The next period is that of the New Empire (1,580-1,050 BC), represented by a number of artifacts and cult objects made of bronze, wood, bone, faience and glass, and by sculptures. A remarkable example of monumental sculpture from this time is the statue of the lioness-headed goddess Sekhmet-Mut (1,500 BC) from the Temple of Mut in Karnak. From the collection of items of the Last Period, particularly worthy of note is the bronze figurine of Kushite, the last king of the Ethiopian Dynasty on the Egyptian throne (7th century BC). Characteristic of the hellenistic era is the statue of Queen Arsinoe II (3rd century BC). A small collection of items from the Roman period includes paintings and sculpture, the most valuable of which are the so-called ‘Fayum portraits'. The rich and diverse collection of the Coptic period, representing so called Graeco-Roman Egypt, comprises over 5,500 items.
The vast collection of fabrics of linen, wool and silk shows the level of the development of textile weaving in Egypt in the 4th to 12th centuries.

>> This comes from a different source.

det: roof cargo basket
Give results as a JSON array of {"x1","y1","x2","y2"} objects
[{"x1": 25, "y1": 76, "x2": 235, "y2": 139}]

Well known to specialists is the collection of papyri, parchments and ostraca (potsherds) bearing Greek, Coptic and Arabic texts, which constitute documents of an administrative, economic or private nature, and literary and religious texts. The museum possesses over 150 items of small statuary from the 3rd to 11th centuries made of stone, wood and bone; a small collection of Coptic easel paintings of the 4th to 7th centuries; over 450 metal objects and 40 pieces of pottery of the 5th to 10th centuries.